Followers

Monday, April 5, 2010

Jane, you silly bitch.


I got on the bus one morning and saw Jane. She was crying.

“What’s wrong, Jane?”

“I did something very stupid.”

Again?

“I decided to meet with someone for a drink last night. And that person is not someone I should be meeting for a drink.”

I was mildly intrigued. Jane’s misfortunes often entertained me.

“What is it with older men?” She asked me.

“Older men?”

She squeezed her eyes shut and let forth a cavalcade of emotion.

It was like I was inside her head. There was shit piled up everywhere, spilling onto the squishy, pink floor of her brain. There was no use trying to navigate through the mess.

“Naively, I assumed that it was an entirely platonic interest. My gut feeling should have told me. But ahead I went. And what did I really expect? I feel so embarrassed. I was slightly frightened. And I really do not like being scared. He actually sang to me. He kept touching me. Kissing my hands. Trying to dance with me. Every time that happened my mind froze with fear. I was beyond uncomfortable. I was paralysed with shock.”

She pushed her long, ratty hair away from her face and sighed.

“This man is 44 years old. And I am 21. He is more than double my age. What was I doing?”

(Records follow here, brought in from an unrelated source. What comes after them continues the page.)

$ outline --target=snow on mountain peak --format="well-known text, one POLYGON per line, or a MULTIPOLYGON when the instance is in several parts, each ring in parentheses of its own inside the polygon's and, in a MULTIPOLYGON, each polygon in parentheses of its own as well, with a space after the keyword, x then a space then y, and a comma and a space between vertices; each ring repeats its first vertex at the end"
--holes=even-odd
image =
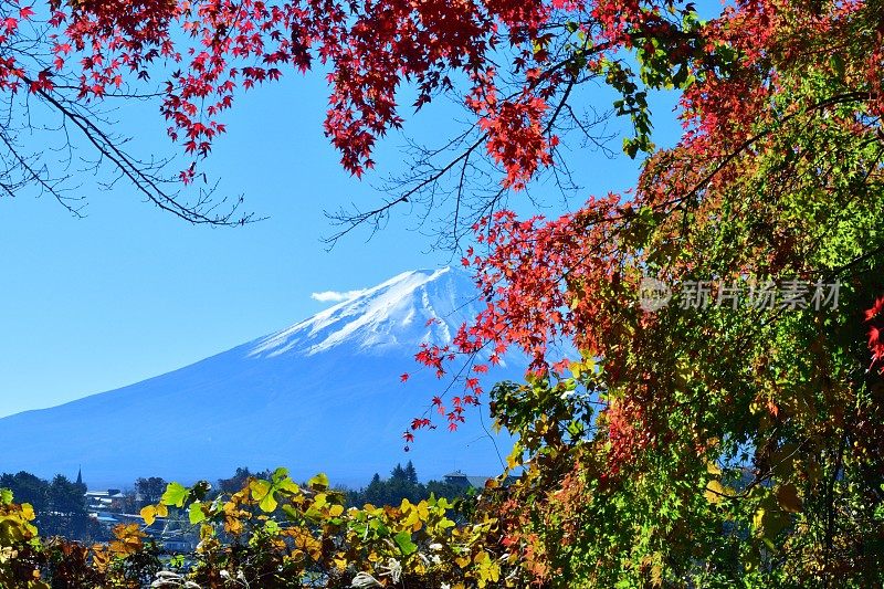
POLYGON ((476 315, 476 299, 472 278, 461 270, 403 272, 256 340, 249 356, 311 356, 341 345, 358 353, 390 348, 413 353, 424 341, 445 345, 462 323, 476 315))

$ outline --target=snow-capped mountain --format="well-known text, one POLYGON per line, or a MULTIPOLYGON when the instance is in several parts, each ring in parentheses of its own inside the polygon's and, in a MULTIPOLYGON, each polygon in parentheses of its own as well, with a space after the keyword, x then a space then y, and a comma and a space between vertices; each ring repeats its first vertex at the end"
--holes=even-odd
MULTIPOLYGON (((282 465, 296 477, 326 472, 360 485, 412 460, 422 477, 455 467, 496 474, 509 440, 488 434, 480 411, 454 433, 422 431, 409 453, 401 439, 446 385, 414 362, 419 345, 450 343, 476 311, 475 287, 461 271, 400 274, 173 372, 0 419, 0 472, 72 475, 82 467, 96 486, 282 465)), ((490 379, 517 378, 518 364, 490 379)))

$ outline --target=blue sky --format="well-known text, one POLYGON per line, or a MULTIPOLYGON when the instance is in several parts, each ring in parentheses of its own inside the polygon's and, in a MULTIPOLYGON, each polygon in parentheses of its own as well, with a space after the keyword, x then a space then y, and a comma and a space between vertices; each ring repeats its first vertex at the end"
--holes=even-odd
MULTIPOLYGON (((322 133, 327 94, 320 76, 292 75, 241 96, 227 118, 209 171, 269 217, 260 223, 189 225, 128 186, 101 191, 87 176, 85 219, 48 197, 0 198, 0 417, 136 382, 281 329, 327 306, 314 292, 449 263, 406 209, 370 241, 357 231, 326 252, 319 240, 332 228, 323 210, 377 202, 382 194, 371 182, 401 166, 403 144, 391 135, 377 172, 351 178, 322 133)), ((607 95, 601 102, 610 104, 607 95)), ((657 107, 664 143, 675 136, 671 105, 657 107)), ((406 133, 446 136, 451 115, 429 108, 409 117, 406 133)), ((172 152, 156 105, 119 118, 141 154, 172 152)), ((575 161, 586 194, 635 177, 624 156, 580 152, 575 161)))

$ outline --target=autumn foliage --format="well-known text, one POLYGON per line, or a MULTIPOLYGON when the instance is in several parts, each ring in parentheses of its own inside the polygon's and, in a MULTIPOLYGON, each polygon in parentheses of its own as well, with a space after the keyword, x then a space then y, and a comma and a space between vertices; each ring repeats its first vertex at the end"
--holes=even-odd
MULTIPOLYGON (((440 582, 460 575, 511 587, 881 583, 880 2, 739 0, 712 15, 674 0, 3 7, 0 43, 14 48, 25 24, 45 19, 52 54, 50 63, 7 52, 8 93, 93 103, 171 65, 161 115, 193 158, 183 182, 224 132, 238 91, 291 70, 327 72, 325 130, 356 175, 372 166, 377 140, 402 125, 404 87, 415 107, 444 93, 471 113, 474 143, 420 186, 457 166, 466 171, 480 156, 497 173, 462 260, 485 306, 449 346, 425 346, 417 359, 440 378, 452 377, 453 360, 469 360, 462 391, 433 398, 436 419, 456 428, 471 406, 487 402, 518 438, 509 469, 519 480, 446 536, 457 536, 457 566, 428 568, 440 582), (624 151, 645 158, 636 186, 558 218, 501 209, 501 194, 518 196, 561 166, 561 123, 571 117, 571 130, 581 128, 573 103, 593 82, 629 122, 624 151), (683 134, 657 149, 649 96, 664 91, 678 92, 683 134), (677 296, 650 311, 646 280, 677 296), (771 304, 757 304, 771 292, 771 304), (483 390, 478 376, 511 350, 530 359, 525 382, 483 390), (475 534, 466 540, 463 529, 475 534)), ((418 418, 406 440, 434 425, 418 418)), ((231 498, 232 509, 261 509, 273 484, 255 482, 231 498)), ((281 495, 295 503, 295 518, 317 496, 290 487, 281 495)), ((323 534, 344 526, 334 532, 368 550, 343 567, 348 582, 352 562, 373 575, 379 558, 413 565, 423 582, 419 558, 403 560, 388 541, 366 547, 352 534, 369 529, 360 517, 390 532, 401 522, 389 517, 412 517, 410 508, 345 516, 324 501, 323 534)), ((444 507, 433 508, 443 517, 444 507)), ((193 513, 217 529, 232 525, 224 509, 193 513)), ((424 526, 421 517, 413 525, 424 526)), ((400 553, 417 537, 404 541, 407 532, 397 532, 400 553)), ((274 529, 269 550, 299 541, 288 534, 280 544, 281 534, 274 529)), ((336 562, 325 539, 303 539, 307 557, 336 562)), ((223 544, 207 546, 232 558, 223 544)))

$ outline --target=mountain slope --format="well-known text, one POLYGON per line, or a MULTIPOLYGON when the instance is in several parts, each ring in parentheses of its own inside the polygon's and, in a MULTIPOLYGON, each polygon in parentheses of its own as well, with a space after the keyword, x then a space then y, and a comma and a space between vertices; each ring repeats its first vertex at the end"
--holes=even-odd
MULTIPOLYGON (((455 433, 401 432, 444 381, 420 370, 421 341, 450 341, 475 314, 460 271, 407 272, 276 334, 136 385, 0 419, 0 472, 43 476, 82 466, 92 486, 138 476, 215 478, 236 466, 285 465, 366 483, 399 461, 422 476, 499 471, 487 417, 455 433), (435 319, 428 326, 429 319, 435 319), (412 374, 401 383, 399 375, 412 374)), ((503 368, 492 378, 517 377, 503 368)), ((496 438, 505 454, 508 440, 496 438)))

“I don’t know, Jane. I wasn’t there.”

“He wanted to kiss me.” She continued, “He wanted to do a lot of things, I could tell. But I got so scared that I insisted upon leaving. I only went back to that share house to smoke his stash because I thought there would be more people around. He made it sound like that. He brought me a rose in the shop. That terrified me. Especially when the other customers looked at me. I could tell what they were thinking.”

You whore?

“He told me that when I touched him on the hand once, all of his hairs stood on end. The things he was saying about my dress and my skin and my body and Christ it makes me cringe. I can’t even open my eyes if I think about it, it is just too embarrassing.”

And yet her eyes were open, staring into my face for some kind of validation. She wanted me to say everything was all right, that she wasn’t a whore. But I didn’t say anything.

“I don’t know why I found it so intensely mortifying, but I did. I hate the attention. It makes me feel silly and self-conscious. There is a part of my brain that obviously doesn’t mind it. I think I am half crazy sometimes. I read in the paper that your brain does not mature until your mid twenties. What’s your honest advice?”

“Just tell him to fuck off.”

“I don’t want to hurt his feelings.”

Jane, you’re an idiot.

“Well, this is my stop,” I said cheerily. (I was actually still three blocks away from my destination.)

Jane looked at me forlornly.

“See you later,” she called as I stepped off the bus and into the rain, glad to be away from the girl who never knows how to say ‘no’.